Mice were put under deep anesthesia with isoflurane (5%). Fur above the skull was trimmed, and the mice were placed in a stereotaxic frame (Kopf Instrument, Tujunga, CA) with a heating pad to prevent hypothermia. Isoflurane level was kept between 0.8 to 2% throughout the surgery. Ophthalmic ointment was applied to protect the eyes. 100 μL 1 mg/ml Baytril (enrofloxacin) was given subcutaneously, and 100 μL 2.5 mg/ml bupivacaine was injected subdermally at the incision site. The scalp was disinfected with betadine and alcohol. The skull was exposed with a midline incision. A craniotomy was made above the medial prefrontal (mPFC) cortex.

For fiber photometry animals, virus (AAV1-CAG-Flex-GCAMP6f) was injected into mPFC unilaterally, with half of the animals into the right hemisphere and half of the animals into the left hemisphere (infralimbic cortex (IL) coordinates: −1.55 AP, ±0.3 ML, −2.8 to −3.2 DV). A total of 800 nl diluted vector (1:8 dilution) was injected in each mouse. Virus injection was done with a 10 μL Hamilton syringe (nanofil, WPI, Sarasota, FL) and a 33-gauge beveled needle, and a micro-syringe pump controller (Micro 4; WPI, Sarasota, FL) using slow injection speed (100 nl/min). The needle was slowly withdrawn 15 minutes after injection. After injection, a 4 mm or 6 mm-long optic fiber (diameter: 400 μm, 0.48NA, Doric Lenses, Quebec, Canada) was implanted 0.5 to 1 mm above the injection site.

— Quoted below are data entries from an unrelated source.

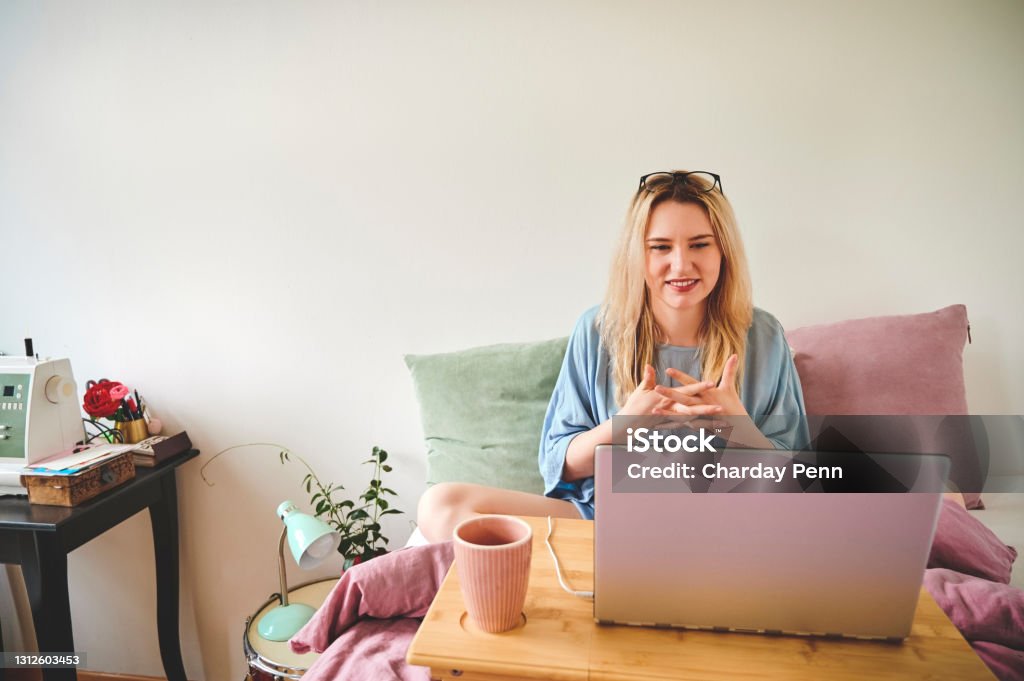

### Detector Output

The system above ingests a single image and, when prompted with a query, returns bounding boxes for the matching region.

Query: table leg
[20,531,78,681]
[0,602,7,681]
[150,470,186,681]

For optogenetics animals, virus (AAV5-EF1a-DIO-eNpHR3.0, Lot #: 4806G, titer: 4.00x10¹²; control: AAV5-EF1a-DIO-eYFP, Lot #: 4310J, titer: 6.5x10¹², UNC vector core, NC, USA) was injected into mPFC bilaterally (IL coordinates: −1.55 AP, ±0.3 ML, −2.8 to −3.2 DV). 500 nl vector was injected into each site on each mouse. After injection, a 4 mm to 6 mm-long optic fiber (diameter: 200 μm, 0.22NA, Thorlabs, NJ, USA) was implanted 0.5 to 1 mm above the injection site in a 15-degree angle toward midline (AP=1.55, ML=±1.05 or 1.15, DV=-2.8 or −2.99, 15-degree angle).

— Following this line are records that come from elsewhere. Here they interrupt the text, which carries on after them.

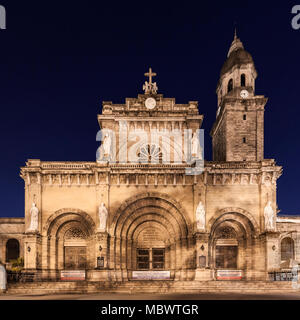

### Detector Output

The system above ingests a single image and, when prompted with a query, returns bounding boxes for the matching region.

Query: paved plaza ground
[0,292,300,301]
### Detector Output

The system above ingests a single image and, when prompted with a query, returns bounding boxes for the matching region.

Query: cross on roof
[145,68,156,84]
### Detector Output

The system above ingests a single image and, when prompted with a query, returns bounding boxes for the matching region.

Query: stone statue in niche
[196,201,205,231]
[27,202,39,231]
[99,202,108,231]
[264,201,275,230]
[191,132,202,159]
[0,262,7,292]
[102,133,111,158]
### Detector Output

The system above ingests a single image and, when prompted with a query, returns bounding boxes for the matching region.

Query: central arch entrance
[109,193,194,280]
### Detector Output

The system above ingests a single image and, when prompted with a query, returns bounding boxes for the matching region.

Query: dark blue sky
[0,0,300,217]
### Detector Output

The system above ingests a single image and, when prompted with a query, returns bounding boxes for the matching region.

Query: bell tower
[211,31,267,161]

After the fiber implant, a layer of metabond (Parkell, Inc., Edgewood, NY) and dental acrylic (Lang Dental Manufacturing, Wheeling, IL) was applied to hold the implant in place. Buprenorphine (0.05 mg/kg), carprofen (5 mg/kg), and lactated ringers (500 μL) were administered subcutaneously after surgery. Photometry recording was done no earlier than three weeks later to allow for virus expression.

Fiber Photometry

Fiber photometry was implemented with a fiber photometry console (Doric Lenses, Quebec, Canada). An FC-FC optic fiber patch cord (400 μm diameter, 0.48NA, Doric Lenses, Quebec, Canada) was connected to implanted fiber with a zirconia sleeve. 405 nm and 475 nm were measured for calcium-independent and calcium-dependent GCaMP signals and were measured with digital lock-in frequency to the input at 208Hz and 530Hz, respectively. Photometry signals were collected at 12 kHz and filtered with a 12 Hz low pass filter.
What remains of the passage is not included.